Let’s face it. Not all of us have financially responsible parents. Though we would like to see them as role models, some of us just have parents that don’t make financially sound decisions. Hey, let’s not blame them for their flaws. No one has ever taught anyone about proper personal financial management. Maybe not until you stumbled upon this or any other financial blog. So what happens if you see your crazy mom racking up credit card debt even though she’s retired? Is dad buying a $100K sports car with very little savings?
One of the greatest fears as the next generation is whether we will become saddled with our parents’ debt. It’s even scarier when we think about how much student debt the current working generation has accumulated over so many years of education. It’s not unquestioned to think that new grads could have accumulated over $50K of their own debt even before starting to work. So how are we supposed to pay off our parents’ mortgage if they are never going to finish paying it off?
Saved By The Estate
Thankfully in Canada, debt that is accumulated by other individuals do not transfer to other parties. Unlike the movies where children are saddled with their parents’ debt and end up going bankrupt, children in Canada are not responsible for paying off the debts of their parents if they pass away.
This means any unpaid credit cards, line of credits and mortgages that are still under your parents’ name don’t get passed to you. Call it a free “get out of jail” card.
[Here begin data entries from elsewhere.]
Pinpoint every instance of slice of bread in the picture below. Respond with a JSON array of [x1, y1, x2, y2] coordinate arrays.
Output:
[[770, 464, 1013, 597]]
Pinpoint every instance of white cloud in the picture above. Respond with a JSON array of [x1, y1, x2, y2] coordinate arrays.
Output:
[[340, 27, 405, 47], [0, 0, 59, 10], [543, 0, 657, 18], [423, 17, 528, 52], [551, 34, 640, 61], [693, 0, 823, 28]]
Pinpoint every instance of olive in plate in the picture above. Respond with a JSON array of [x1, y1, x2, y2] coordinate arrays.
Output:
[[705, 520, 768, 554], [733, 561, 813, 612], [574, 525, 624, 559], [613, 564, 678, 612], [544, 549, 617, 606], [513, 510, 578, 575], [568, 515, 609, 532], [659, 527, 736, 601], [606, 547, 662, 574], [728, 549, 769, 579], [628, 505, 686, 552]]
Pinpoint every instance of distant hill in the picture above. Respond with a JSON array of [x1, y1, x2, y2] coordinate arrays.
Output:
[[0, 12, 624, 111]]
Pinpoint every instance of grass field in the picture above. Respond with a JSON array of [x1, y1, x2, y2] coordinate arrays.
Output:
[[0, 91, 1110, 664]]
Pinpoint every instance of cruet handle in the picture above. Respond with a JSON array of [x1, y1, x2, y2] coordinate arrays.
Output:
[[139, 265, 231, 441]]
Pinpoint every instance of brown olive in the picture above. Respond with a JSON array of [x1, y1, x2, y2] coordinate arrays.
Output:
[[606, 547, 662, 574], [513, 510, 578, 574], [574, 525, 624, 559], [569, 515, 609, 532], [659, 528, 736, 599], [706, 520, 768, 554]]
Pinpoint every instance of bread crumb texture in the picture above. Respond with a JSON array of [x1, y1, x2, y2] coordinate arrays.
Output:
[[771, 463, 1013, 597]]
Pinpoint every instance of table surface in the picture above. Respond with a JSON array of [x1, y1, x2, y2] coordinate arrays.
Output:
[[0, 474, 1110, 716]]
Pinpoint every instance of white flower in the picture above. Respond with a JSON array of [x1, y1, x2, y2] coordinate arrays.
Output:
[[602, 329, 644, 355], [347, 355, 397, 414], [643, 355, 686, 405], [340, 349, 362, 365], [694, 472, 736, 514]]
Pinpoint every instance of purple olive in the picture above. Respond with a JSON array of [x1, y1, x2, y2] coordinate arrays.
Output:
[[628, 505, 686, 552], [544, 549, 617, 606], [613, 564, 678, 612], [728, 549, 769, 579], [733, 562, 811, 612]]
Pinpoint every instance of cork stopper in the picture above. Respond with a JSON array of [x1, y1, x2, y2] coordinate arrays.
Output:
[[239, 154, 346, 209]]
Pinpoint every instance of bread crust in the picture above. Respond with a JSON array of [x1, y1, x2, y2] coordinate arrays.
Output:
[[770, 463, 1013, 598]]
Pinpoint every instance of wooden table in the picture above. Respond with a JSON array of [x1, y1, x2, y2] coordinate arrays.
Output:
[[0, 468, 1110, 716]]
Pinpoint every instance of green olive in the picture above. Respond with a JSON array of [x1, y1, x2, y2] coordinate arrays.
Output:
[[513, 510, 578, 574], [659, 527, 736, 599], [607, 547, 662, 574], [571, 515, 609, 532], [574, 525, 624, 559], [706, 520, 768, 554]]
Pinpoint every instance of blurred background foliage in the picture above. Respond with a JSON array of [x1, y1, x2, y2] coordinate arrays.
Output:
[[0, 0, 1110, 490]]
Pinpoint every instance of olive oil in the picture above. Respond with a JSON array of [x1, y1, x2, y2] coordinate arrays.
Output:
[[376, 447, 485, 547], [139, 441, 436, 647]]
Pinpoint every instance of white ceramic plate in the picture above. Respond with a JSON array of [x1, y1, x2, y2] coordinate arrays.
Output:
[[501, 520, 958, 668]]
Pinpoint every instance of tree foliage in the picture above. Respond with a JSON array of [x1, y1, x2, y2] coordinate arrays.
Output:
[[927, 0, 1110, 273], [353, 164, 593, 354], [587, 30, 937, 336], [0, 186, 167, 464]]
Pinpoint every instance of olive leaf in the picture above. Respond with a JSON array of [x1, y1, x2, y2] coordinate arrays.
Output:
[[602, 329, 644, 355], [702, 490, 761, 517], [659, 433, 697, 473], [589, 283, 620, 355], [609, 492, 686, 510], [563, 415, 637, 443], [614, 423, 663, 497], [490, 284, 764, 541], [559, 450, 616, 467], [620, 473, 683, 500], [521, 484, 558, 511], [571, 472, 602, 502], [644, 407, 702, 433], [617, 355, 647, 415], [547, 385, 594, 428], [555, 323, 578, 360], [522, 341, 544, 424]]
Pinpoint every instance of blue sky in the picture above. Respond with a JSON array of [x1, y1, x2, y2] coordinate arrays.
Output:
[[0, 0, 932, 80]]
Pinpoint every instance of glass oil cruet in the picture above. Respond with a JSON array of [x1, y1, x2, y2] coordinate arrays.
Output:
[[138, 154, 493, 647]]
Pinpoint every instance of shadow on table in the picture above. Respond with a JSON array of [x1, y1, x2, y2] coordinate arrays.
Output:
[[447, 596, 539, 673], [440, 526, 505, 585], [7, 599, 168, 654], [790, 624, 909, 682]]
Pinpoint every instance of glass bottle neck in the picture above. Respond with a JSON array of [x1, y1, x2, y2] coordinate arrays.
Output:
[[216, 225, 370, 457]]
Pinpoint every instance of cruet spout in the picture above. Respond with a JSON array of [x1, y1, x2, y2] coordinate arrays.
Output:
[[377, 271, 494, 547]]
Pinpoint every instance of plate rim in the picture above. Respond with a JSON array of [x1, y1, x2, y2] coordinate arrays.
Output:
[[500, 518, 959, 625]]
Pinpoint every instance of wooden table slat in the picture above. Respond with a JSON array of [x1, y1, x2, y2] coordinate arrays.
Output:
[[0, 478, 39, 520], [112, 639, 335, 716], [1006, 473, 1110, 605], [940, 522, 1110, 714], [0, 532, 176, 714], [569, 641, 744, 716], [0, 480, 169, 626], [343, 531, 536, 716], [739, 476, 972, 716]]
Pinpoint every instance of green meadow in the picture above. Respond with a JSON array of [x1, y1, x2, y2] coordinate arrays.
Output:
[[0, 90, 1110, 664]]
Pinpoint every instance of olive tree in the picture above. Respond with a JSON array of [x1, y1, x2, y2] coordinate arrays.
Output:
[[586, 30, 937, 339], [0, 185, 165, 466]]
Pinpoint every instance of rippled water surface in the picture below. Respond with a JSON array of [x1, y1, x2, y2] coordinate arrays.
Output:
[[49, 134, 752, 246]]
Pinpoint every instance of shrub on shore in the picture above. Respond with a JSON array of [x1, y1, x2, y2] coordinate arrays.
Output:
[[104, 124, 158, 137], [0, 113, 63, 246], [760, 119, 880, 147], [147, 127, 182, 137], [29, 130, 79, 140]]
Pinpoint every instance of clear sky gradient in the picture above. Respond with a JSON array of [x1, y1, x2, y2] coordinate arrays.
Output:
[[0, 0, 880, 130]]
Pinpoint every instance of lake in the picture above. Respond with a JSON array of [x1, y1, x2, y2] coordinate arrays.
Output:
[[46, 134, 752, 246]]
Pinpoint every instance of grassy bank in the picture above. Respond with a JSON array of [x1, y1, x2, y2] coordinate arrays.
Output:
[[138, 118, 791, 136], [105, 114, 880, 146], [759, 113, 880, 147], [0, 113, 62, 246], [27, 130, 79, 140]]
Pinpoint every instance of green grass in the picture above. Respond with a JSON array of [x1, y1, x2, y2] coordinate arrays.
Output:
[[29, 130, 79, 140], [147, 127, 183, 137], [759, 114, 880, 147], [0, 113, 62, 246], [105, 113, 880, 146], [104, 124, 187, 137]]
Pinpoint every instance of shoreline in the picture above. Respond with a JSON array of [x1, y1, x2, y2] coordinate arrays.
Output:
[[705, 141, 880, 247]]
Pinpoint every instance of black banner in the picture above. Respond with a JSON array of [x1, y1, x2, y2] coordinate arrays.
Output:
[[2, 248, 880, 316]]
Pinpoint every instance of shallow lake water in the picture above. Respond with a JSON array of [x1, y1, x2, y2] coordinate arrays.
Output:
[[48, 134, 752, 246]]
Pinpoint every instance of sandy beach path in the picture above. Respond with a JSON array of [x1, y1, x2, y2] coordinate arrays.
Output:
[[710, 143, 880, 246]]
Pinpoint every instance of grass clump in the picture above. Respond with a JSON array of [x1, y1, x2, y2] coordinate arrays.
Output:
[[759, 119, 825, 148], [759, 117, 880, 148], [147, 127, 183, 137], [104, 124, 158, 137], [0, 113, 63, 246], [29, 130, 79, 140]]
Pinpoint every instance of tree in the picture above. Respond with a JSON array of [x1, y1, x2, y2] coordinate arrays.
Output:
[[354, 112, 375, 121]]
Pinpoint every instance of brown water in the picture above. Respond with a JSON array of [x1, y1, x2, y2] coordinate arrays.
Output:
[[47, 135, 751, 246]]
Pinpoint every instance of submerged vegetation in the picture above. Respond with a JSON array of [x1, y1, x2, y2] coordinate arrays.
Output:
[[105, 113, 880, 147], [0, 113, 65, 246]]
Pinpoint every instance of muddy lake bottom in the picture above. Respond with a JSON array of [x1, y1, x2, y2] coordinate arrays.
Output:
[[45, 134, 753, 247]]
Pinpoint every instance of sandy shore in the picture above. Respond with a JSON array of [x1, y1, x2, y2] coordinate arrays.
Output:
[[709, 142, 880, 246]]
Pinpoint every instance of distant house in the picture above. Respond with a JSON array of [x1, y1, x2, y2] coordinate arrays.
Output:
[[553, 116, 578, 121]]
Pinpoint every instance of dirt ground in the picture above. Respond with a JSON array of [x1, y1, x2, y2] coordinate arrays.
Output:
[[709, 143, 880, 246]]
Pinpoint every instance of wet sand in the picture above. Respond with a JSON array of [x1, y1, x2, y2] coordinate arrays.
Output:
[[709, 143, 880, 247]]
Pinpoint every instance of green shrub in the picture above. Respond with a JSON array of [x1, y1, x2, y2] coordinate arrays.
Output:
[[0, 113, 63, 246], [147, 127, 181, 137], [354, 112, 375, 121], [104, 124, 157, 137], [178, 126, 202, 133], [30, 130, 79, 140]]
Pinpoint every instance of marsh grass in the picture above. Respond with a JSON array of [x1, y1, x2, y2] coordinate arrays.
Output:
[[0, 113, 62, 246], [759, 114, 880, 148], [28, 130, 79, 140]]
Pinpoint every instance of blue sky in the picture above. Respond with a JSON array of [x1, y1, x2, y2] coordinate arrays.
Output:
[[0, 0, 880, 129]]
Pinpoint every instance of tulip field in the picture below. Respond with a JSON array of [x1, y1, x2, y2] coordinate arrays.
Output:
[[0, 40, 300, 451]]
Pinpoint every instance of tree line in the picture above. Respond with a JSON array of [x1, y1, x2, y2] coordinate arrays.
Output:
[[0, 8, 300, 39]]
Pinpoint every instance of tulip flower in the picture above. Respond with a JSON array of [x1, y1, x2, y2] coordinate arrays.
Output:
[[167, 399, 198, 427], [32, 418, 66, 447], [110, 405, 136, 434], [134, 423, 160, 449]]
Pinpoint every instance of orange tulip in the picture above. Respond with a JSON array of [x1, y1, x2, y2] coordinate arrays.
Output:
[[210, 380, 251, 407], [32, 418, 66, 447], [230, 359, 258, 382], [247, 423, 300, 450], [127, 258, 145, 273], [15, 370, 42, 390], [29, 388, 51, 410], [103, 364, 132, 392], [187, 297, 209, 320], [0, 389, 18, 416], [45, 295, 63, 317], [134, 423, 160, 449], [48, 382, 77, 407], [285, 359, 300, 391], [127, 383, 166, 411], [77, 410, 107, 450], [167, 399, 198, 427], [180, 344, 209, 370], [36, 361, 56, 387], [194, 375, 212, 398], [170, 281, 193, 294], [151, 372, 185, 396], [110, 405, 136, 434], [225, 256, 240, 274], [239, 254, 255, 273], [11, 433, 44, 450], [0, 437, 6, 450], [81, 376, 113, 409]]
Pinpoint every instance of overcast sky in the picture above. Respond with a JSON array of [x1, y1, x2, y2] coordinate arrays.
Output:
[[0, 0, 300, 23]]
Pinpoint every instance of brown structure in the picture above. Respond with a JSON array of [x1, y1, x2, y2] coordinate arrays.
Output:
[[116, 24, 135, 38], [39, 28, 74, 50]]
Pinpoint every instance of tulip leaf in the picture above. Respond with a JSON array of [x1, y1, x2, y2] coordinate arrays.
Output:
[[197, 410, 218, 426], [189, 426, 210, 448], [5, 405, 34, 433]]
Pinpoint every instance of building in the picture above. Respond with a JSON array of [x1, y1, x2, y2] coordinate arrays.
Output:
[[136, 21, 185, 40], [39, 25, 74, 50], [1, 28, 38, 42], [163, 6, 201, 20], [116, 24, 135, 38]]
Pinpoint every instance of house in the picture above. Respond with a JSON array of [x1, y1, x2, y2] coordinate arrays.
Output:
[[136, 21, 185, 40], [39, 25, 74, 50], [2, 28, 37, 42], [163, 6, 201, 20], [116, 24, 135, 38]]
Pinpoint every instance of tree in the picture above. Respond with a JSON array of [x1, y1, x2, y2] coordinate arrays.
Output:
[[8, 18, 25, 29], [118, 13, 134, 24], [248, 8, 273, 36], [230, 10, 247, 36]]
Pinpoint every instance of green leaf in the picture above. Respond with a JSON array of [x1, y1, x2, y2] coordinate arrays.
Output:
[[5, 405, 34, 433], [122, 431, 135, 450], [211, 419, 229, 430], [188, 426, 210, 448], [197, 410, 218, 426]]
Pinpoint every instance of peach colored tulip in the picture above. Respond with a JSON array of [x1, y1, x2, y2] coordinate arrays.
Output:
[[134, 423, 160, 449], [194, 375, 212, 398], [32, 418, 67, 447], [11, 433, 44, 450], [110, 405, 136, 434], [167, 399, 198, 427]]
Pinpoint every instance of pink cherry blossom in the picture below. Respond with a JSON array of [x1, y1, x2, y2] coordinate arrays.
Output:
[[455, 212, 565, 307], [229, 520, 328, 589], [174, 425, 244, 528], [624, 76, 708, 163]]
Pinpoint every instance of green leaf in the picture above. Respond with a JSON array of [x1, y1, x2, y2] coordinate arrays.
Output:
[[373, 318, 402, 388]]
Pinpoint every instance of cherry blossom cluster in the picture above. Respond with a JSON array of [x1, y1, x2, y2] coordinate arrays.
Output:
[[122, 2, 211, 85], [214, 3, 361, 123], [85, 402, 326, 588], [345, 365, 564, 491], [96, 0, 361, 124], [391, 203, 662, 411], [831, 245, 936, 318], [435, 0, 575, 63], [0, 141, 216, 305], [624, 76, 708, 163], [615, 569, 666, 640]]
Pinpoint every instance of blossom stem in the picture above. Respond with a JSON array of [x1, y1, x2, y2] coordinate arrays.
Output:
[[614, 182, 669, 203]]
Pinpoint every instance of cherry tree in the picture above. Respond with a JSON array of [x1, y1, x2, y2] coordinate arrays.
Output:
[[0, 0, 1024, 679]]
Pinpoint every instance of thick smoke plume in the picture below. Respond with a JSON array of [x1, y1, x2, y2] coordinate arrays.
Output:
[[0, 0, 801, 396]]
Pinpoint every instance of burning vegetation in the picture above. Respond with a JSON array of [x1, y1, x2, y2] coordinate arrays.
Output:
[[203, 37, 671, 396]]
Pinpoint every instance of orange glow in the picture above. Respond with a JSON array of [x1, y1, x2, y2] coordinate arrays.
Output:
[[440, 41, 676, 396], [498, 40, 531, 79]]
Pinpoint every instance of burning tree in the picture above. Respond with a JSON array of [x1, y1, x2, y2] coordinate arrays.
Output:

What ends up happening is that the estate of your parents are responsible for paying any outstanding loans.
When anyone dies in Canada, all possessions are deemed to be sold at current market value. If there is outstanding debt that still needs to be paid off, then the assets will be liquidated and creditors will be reimbursed first. Only after outstanding debt is paid, will the remaining assets be given to the inheritors. That means that if your parents owe more money than they have at the time of their death, then they didn’t love you enough to give you an inheritance. Did you forget Mother’s Day again?
Do Not Co-sign Loans
There are some instances where debt does get passed to another party and that happens when loans are co-signed. By co-signing any kind of loan, it makes you responsible for the debt even if you might not have used the money.
This is very important because you don’t ever want to co-sign loans with your parents. It doesn’t matter if they want to buy a second home under your name to save land transfer taxes, or if they want to co-sign a loan because they have bad credit. Just don’t do it. If you don’t sign your name on anything, then you will not be responsible for the debt.
If you feel really guilty about not helping your parents, then gift them money. Remember that being financially prudent still means to live within your means. Co-signing a loan and helping your parents, no matter how morally right that sounds, is still living beyond your means. If you really want to help out your parents, then decide how your current financial situation can be adjusted to include your parents as dependents.
It Is Not A Free Pass
Now that you know that your parents’ debt will not be left for future generations to deal with doesn’t mean that you should tell your parents to forget about being financially responsible. It doesn’t mean that they can afford a brand new Ferrari or buy a big retirement cottage in Muskoka.
In this YOLO (You Only Live Once) culture we all want to get what we want now because we’re all afraid of dying tomorrow. The real fact of life is that we’re living longer, and thus we should actually try to be financially saavy. Know when to save. Know what to invest in. Know that you can have fun without going bankrupt.
We should learn to live within our means and enjoy the experiences with what we can comfortably afford now rather than mortgaging our future.That also applies to our parents, and grandparents who may all very well live into their upper 80’s and 90’s years of age.